The ONO (or OLO) changed all of this. Instead of lasers and galvanometers or DLP projectors, this $99 resin-based printer used your smartphone display to shine light on a vat of resin. It was brilliant, according to the backers of the OLO Kickstarter. It is “a boon for democratizing 3D printing technology,” according to one idiotic tech blog. People with more sense questioned the feasibility of a resin printer powered by a phone.

For people who are more familiar with 3D printers, there were a few questions concerning the ONO. The Kickstarter campaign showed light-sensitive resin stored in translucent bottles. Control of the Z-axis stage of this printer was apparently through the headphone port. Different models of smartphones have different thicknesses, and there is no documentation how this would affect the distance from the resin tank to the screen. If a print on the OLO takes an hour, you can’t use your phone for an hour. OLO (or ONO) had a booth at this year’s World Maker Faire in New York, and I didn’t see one of these machines actually working. Simply put, we don’t know if the ONO actually works. For a 3D printer that made its debut on Kickstarter, this should come as no surprise.

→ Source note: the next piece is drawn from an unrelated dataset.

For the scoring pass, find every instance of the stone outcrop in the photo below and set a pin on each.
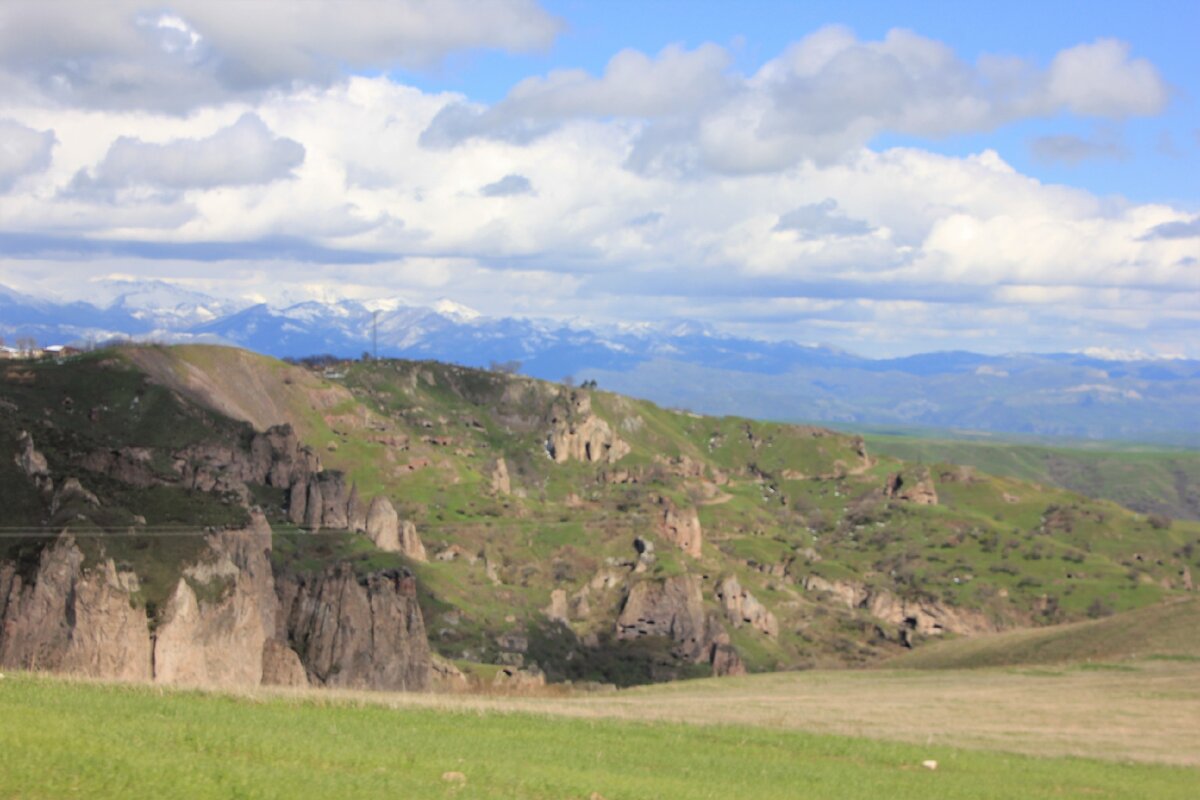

However, just because the Kickstarter campaign doesn’t make any sense, is several months late shipping to backers, and there was apparently no working model in September doesn’t mean there’s anything wrong with the technology. The idea of using an LCD to shine light directly onto the bottom of a resin tank is interesting, and at least deserves some experimentation.

Someone finally did it. In a YouTube video uploaded this week, [Ionel Ciobanuc] demonstrated a homebrew 3D printer that is pretty much what ONO pretends to be. It’s a 5 inch LCD driven by a Raspberry Pi running nanoDLP with a simple motorized Z-axis pulling the print out of the resin. It works. Compared to a Form Labs print, or even a high-quality print off a filament-based machine it doesn’t work terribly well, but it works. In any event, it’s an experiment and proof of concept.

Whether or not the ONO works or not, and when it will ship is irrelevant. We’ve seen cooler printers with more interesting technology fail spectacularly. In any event, resin printers will, for the time being, be weird and exotic devices, powered by lasers and galvos or pricey DLP projectors.

However, this experimental 3D printer from [Ionel] shows what can be done with even the most minimal BOM. It’s not unreasonable to think this experiment in resin printing could be built for less than $100, and further experiments could bring that cost down even more. The idea presented by the ONO printer – putting a display at the bottom of a resin tank – actually works.